I. 製品概要
アミノPEG酢酸(アミンPEG酢酸)
は、1~12個のエチレングリコール単位からなる可変長の、明確な構造を持つ機能性PEG試薬です。分子の一端には反応性アミノ基(-NH₂)、もう一端にはカルボキシル基(-COOH)がポリエチレングリコール鎖で連結されています。優れた二官能性リンカーとして、生体共役、薬物送達、および最先端のPROTAC技術に幅広く利用されています。
II. 構造的特徴
アミノ基(-NH₂):
カルボン酸、活性エステル、アルデヒドなどと反応して、アミド結合またはシッフ塩基を形成する。
カルボキシル基(-COOH):
活性化剤の存在下でアミノ基と反応し、安定なアミド結合を形成することができる。
調整可能なPEG鎖長:
エチレングリコール単位が1~12個のものが選択可能です。
短鎖(PEG1-4):
立体障害が小さく、密着性の高い接続に適しています。
中鎖/長鎖(PEG5-12):
優れた柔軟性と水溶性を備え、生体適合性を向上させる。
優れた物理化学的特性:
水溶性と生体適合性の向上。
免疫原性および非特異的吸着の低下。
リンカーの安定性と生体内半減期が向上した。
III.主な応用分野
生体共役化学
タンパク質/ペプチド修飾:生体分子への薬剤、蛍光色素、または官能基の特異的な結合。
抗体薬物複合体(ADC):抗体と細胞毒性薬を連結するリンカーとして使用される。
表面機能化:ナノ粒子、チップ表面、または生体材料を修飾して、反応性官能基を導入すること。
薬物送達システム
プロドラッグ設計:活性薬物分子を標的リガンドまたは可溶化基と連結させること。
ナノキャリアの改質:キャリアの水溶性と生体適合性の向上。
制御放出システム:条件依存的な薬物放出のための応答性切断可能リンカーの設計。
診断試薬の開発
蛍光プローブおよびイメージング試薬の調製。
バイオセンサーインターフェースの改変。
体外診断用試薬の結合リンカー。
材料科学
高分子材料の機能的改変。
ハイドロゲルの調製および改質。
生体界面工学。
IV. PROTACテクノロジーの主な応用例
PROTAC(PROteolysis TArgeting Chimera)は、E3ユビキチンリガーゼを動員して標的タンパク質のユビキチン化とそれに続くプロテアソーム分解を誘導する、革新的な標的タンパク質分解技術です。
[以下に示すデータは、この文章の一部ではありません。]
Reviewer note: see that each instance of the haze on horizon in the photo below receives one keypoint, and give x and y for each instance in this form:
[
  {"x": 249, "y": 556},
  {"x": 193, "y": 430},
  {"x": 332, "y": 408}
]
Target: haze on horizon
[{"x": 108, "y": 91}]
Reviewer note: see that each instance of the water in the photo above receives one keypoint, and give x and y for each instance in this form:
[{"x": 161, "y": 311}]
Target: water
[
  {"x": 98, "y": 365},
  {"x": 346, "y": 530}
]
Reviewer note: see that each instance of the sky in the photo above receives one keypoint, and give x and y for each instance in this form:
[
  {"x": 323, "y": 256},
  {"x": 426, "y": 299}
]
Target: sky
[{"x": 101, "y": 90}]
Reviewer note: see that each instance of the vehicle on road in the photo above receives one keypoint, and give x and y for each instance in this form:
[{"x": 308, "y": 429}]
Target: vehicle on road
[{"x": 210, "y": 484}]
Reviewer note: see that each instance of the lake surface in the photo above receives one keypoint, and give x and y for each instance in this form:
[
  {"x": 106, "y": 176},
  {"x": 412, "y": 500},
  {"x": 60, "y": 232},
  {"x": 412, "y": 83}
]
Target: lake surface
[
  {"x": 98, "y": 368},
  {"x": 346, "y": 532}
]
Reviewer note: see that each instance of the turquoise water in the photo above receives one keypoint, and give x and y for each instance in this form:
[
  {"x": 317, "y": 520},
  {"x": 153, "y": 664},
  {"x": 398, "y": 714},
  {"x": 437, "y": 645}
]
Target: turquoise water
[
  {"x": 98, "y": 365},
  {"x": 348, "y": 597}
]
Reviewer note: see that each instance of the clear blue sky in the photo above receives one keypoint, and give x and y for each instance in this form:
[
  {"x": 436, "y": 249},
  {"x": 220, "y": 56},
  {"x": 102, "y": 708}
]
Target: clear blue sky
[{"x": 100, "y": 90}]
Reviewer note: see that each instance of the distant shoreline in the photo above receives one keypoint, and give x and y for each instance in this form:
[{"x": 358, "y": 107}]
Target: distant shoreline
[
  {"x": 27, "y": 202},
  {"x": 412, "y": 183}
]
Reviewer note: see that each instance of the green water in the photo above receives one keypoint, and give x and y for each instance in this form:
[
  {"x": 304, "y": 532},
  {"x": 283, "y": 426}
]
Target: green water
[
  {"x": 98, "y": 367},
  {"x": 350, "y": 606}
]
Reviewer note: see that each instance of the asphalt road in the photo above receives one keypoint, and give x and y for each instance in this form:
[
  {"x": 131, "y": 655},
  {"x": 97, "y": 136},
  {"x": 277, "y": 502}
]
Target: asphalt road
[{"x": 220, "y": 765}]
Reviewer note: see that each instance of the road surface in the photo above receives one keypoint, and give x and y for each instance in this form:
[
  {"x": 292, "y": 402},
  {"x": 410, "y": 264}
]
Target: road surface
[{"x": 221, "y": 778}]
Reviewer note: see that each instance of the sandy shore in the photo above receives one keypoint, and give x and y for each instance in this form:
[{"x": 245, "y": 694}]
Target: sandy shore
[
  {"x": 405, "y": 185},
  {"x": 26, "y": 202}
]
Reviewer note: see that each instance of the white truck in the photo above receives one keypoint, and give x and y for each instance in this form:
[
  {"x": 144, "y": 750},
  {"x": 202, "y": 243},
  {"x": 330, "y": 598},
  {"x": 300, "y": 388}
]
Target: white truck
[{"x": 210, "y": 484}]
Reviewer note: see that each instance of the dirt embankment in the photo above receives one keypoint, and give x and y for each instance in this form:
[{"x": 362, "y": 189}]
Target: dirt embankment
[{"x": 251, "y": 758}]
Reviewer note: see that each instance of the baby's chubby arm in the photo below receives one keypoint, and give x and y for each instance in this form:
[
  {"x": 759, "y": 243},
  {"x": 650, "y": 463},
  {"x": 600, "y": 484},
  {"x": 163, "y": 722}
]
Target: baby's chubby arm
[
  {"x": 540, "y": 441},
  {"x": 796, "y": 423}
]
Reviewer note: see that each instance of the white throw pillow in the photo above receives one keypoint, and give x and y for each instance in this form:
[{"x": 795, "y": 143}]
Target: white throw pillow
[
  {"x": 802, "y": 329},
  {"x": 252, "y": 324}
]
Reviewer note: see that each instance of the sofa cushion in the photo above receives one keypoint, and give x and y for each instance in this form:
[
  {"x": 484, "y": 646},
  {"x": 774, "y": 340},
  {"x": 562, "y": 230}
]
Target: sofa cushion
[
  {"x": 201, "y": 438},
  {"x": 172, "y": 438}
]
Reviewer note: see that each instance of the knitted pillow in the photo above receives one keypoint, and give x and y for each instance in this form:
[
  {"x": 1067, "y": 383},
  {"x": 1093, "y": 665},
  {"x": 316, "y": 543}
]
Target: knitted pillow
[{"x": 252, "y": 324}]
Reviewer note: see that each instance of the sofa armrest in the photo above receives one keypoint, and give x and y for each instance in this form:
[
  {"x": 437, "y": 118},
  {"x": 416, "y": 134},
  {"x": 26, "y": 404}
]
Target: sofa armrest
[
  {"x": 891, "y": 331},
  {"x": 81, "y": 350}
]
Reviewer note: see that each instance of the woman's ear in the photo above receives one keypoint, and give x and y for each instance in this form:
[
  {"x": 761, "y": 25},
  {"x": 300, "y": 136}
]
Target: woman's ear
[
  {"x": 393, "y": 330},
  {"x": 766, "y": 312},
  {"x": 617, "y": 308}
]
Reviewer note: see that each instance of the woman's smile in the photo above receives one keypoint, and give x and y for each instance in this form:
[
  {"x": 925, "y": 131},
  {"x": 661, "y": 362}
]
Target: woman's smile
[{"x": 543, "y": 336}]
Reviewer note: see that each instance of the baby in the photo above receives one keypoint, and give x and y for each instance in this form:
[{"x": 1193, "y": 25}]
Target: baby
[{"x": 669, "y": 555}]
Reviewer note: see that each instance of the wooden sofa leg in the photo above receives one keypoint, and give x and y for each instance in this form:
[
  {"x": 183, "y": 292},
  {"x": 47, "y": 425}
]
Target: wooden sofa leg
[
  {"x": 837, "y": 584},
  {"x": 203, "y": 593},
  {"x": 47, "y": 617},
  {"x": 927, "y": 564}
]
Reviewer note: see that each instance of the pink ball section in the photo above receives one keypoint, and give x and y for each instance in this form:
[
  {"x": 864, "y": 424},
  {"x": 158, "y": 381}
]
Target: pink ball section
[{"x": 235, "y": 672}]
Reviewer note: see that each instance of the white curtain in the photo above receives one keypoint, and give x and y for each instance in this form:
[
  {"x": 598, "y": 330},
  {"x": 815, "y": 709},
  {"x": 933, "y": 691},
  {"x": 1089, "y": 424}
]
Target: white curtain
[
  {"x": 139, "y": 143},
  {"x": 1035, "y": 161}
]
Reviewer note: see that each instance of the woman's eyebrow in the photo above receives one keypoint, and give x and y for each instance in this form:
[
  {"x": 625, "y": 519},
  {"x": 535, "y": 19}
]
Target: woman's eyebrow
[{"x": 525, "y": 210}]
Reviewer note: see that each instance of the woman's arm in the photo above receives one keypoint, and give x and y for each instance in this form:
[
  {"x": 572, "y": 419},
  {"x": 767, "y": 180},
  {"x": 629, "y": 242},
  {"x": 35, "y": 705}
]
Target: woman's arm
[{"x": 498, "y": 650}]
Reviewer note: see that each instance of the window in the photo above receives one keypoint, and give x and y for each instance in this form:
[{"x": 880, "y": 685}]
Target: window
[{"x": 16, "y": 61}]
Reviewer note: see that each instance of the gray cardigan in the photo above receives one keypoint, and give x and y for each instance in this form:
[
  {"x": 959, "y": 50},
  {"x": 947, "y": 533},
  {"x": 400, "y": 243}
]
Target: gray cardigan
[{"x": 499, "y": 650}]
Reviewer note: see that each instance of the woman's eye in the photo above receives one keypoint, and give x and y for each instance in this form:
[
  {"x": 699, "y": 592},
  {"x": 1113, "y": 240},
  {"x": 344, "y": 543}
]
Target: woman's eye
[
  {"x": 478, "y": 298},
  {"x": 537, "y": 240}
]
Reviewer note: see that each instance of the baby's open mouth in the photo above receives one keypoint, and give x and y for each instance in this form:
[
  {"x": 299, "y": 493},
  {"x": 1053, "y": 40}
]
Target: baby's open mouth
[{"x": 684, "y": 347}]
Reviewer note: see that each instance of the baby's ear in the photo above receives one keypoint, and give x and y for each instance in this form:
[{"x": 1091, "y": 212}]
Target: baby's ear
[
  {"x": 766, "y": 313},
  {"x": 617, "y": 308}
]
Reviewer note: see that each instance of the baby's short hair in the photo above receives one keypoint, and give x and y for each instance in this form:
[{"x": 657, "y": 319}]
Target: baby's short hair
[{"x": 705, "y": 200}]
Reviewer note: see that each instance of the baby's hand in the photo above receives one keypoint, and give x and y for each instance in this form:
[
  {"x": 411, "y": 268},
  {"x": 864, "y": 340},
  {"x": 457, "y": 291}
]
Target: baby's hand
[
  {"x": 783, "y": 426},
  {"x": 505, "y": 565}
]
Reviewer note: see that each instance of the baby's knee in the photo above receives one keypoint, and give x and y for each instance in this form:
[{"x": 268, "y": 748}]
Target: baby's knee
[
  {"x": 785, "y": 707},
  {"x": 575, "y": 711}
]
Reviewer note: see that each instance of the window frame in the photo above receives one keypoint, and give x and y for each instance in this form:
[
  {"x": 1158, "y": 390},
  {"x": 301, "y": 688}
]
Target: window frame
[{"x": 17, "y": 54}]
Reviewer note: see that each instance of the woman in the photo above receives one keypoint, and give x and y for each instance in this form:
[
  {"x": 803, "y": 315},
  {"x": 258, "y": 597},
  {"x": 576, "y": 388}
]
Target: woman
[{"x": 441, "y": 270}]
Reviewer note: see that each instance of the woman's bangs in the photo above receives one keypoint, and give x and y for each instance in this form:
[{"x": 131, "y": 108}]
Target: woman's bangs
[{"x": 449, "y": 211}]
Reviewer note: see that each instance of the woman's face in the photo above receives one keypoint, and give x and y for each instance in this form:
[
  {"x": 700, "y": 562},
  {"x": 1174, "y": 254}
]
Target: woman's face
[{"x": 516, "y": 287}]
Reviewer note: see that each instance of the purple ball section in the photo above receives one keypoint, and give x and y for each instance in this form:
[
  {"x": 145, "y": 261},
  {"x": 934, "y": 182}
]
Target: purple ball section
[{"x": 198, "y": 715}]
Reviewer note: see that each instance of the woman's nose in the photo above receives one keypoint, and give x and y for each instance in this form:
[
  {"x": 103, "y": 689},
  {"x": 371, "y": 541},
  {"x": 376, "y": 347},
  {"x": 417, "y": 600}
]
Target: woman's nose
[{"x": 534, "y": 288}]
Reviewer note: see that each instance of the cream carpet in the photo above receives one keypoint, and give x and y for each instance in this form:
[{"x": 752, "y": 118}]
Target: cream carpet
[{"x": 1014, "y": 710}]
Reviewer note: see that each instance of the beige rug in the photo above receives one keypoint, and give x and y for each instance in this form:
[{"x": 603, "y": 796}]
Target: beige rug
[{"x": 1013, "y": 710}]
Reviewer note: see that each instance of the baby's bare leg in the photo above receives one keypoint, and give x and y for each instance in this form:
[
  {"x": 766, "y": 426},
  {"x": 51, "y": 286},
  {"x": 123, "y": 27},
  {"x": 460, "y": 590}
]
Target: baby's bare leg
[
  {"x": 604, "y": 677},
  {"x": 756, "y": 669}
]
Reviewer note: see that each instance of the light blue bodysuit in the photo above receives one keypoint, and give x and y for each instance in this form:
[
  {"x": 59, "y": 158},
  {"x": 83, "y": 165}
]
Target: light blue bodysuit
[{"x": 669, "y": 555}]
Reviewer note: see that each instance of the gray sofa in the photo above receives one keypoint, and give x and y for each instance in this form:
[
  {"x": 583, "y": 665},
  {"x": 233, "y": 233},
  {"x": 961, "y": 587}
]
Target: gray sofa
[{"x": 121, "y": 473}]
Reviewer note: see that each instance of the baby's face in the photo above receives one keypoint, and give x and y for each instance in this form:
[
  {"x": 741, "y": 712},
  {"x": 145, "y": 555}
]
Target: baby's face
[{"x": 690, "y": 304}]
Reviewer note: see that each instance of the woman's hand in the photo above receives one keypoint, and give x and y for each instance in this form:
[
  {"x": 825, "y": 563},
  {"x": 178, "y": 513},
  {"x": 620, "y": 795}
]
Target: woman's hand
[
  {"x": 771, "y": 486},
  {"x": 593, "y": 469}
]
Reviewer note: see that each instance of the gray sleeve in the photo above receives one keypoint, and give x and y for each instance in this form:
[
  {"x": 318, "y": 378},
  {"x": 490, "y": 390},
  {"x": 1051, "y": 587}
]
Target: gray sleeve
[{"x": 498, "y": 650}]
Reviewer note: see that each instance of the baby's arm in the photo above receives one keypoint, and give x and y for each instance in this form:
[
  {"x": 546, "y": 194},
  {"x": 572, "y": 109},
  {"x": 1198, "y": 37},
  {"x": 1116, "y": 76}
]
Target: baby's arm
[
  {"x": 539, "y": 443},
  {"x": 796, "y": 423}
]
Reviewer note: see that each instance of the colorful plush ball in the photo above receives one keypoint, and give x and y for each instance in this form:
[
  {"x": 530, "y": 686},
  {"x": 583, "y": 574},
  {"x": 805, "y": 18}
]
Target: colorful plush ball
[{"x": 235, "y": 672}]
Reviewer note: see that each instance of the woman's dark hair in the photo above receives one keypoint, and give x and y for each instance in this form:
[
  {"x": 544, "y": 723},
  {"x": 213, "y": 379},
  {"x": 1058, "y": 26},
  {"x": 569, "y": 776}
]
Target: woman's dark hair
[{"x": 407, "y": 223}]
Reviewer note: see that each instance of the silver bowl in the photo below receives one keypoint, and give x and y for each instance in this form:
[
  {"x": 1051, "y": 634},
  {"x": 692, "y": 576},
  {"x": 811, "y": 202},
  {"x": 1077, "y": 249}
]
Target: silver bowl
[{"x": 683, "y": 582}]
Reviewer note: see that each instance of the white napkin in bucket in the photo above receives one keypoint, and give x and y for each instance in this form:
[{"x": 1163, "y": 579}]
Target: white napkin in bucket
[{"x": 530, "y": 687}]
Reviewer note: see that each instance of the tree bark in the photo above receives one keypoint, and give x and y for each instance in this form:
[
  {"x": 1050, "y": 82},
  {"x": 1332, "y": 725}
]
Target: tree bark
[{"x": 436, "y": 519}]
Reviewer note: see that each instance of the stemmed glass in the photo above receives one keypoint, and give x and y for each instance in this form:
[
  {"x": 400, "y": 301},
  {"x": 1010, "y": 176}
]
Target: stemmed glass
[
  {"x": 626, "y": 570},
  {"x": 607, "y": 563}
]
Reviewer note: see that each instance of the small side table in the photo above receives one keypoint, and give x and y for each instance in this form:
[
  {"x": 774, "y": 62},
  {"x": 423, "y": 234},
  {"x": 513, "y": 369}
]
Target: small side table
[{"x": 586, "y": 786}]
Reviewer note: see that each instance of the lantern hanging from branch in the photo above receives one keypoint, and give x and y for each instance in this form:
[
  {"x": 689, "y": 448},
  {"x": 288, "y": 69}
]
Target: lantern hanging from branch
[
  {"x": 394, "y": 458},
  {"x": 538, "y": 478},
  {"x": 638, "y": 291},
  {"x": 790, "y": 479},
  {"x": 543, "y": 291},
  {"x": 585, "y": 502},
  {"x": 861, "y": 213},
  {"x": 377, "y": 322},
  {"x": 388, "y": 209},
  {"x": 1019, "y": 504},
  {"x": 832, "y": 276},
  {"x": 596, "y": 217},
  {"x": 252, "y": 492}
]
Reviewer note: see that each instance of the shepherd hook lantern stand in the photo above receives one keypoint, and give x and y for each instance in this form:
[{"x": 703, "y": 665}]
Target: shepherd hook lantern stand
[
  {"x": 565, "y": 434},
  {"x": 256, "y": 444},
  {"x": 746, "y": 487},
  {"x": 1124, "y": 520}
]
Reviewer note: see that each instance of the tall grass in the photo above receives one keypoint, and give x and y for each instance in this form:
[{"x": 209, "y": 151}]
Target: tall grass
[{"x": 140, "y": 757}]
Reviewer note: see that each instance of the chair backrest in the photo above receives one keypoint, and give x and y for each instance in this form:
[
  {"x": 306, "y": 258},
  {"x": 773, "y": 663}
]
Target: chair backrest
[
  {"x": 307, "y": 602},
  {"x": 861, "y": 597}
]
PROTAC分子は通常、標的タンパク質リガンド、E3リガーゼリガンド、および両者をつなぐリンカーの3つの部分から構成されます。
PROTAC設計の利点
理想的な二官能性リンカー:アミノ末端とカルボキシル末端は、2つの異なるリガンドに共有結合することができる。
柔軟なPEG鎖により、2つのリガンド間の空間的な配向を最適化することが可能となる。
鎖長を調整することで、PROTAC分子の細胞透過性と分解効率のバランスを取ることができる。
鎖長がPROTACの有効性に及ぼす影響
短鎖(PEG1-4):
細胞膜の透過性を向上させる。
タンパク質とリガーゼのペアで、強固な結合が必要な場合に適しています。
経口バイオアベイラビリティを高める可能性がある。
中鎖/長鎖(PEG5-12):
三元複合体の形成を促進するのに十分な柔軟性を提供する。
立体障害を低減し、分解効率を向上させる。
水溶性を高め、製剤開発を容易にする。